STATES CHRONICLE – The human brain is one of the most complex organs. There are many legends around its power. The most popular one claims that people usually make use of only 10% of their brain. However, what’s certain is that scientists need more studies to understand how this network of cells truly works. One of this kind of efforts is a recent initiative to build digital cell reconstructions of parts of human brains.
The Study Uses Living Brain Tissues that Would Other Otherwise Be Considered Medical Waste After Brain Surgery
The world of science has yet to crack the mysterious codes that put our mind into motion. How can our brain make us fall in love? How are people learning? Numerous other questions need answers.

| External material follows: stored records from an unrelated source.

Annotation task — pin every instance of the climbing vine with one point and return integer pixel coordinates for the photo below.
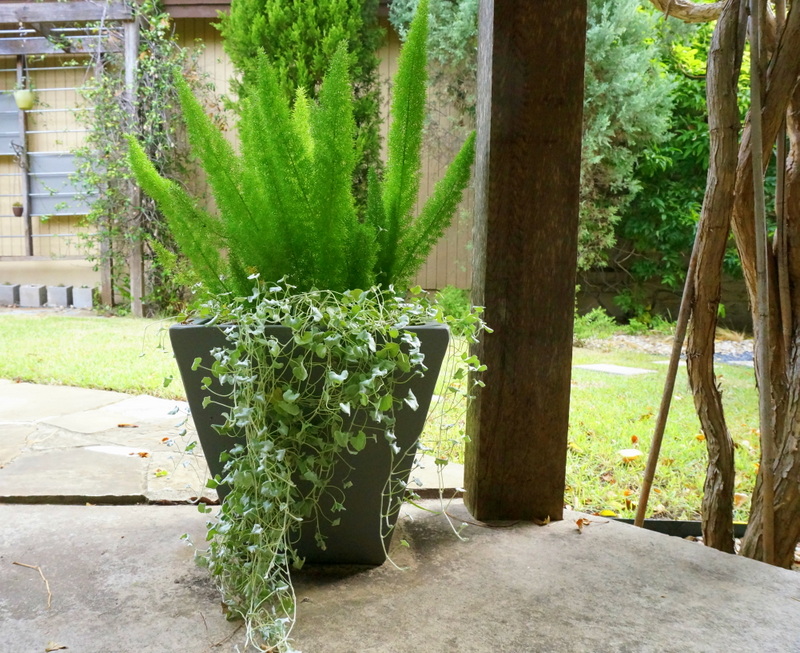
(103, 174)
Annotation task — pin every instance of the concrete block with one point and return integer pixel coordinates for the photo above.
(9, 294)
(32, 295)
(59, 296)
(83, 297)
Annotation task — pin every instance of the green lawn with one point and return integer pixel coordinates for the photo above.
(109, 353)
(608, 413)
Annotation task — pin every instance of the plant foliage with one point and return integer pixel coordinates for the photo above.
(626, 107)
(285, 206)
(299, 39)
(303, 405)
(103, 172)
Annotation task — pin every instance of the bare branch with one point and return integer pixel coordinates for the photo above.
(688, 11)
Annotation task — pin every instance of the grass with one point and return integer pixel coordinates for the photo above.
(608, 413)
(107, 353)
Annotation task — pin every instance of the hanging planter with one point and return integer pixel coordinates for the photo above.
(25, 99)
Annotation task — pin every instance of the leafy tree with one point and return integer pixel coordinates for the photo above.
(299, 38)
(626, 108)
(103, 174)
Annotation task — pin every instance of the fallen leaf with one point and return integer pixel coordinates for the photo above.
(629, 455)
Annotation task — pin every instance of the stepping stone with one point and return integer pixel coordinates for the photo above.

On Wednesday, a Seattle team unveiled their reconstructions of living human brain cells through three-dimensional computer generators. The details are not only regarding about form and anatomy, but they are also depicting the electrical signals each cell produces.
The study stands at the forefront of modern neurology as this is the first time scientists used faithful human brain interpretations to monitor the electrical activity of brain cells. Until recently, studies were based on animal organs which cannot support the intelligence of human mind.
The program collects healthy pieces of brain which are considered medical waste after a surgery. Doctors are usually cutting aside the tissue of cortex to get to the source of diseased brain tissue and remove it. The brain’s outer layer that remains outside after the surgery is associated with memory, consciousness, and thinking.
The project collects these still living parts to study them under a microscope. Each element is then written down in digital form and becomes part of The Allen Cell Types Database. The library is open for everyone to study this type of data.
The Digital Cell Reconstructions Allows Scientists to Experiment for the First Time with Human Brains
So far, scientists worked with 36 brain samples of the size of an ice cube from which they extracted 300 living neurons. Out of these, 100 units received their 3D digital cell reconstructions. This collection constitutes enough data for scientists to start researching the human brain.
The Allen Institute for Brain Science has just received a five-year grant of almost $100 million from the National Institutes of Health. This financial support will translate into additional resources to extend the research on types of human brain cells.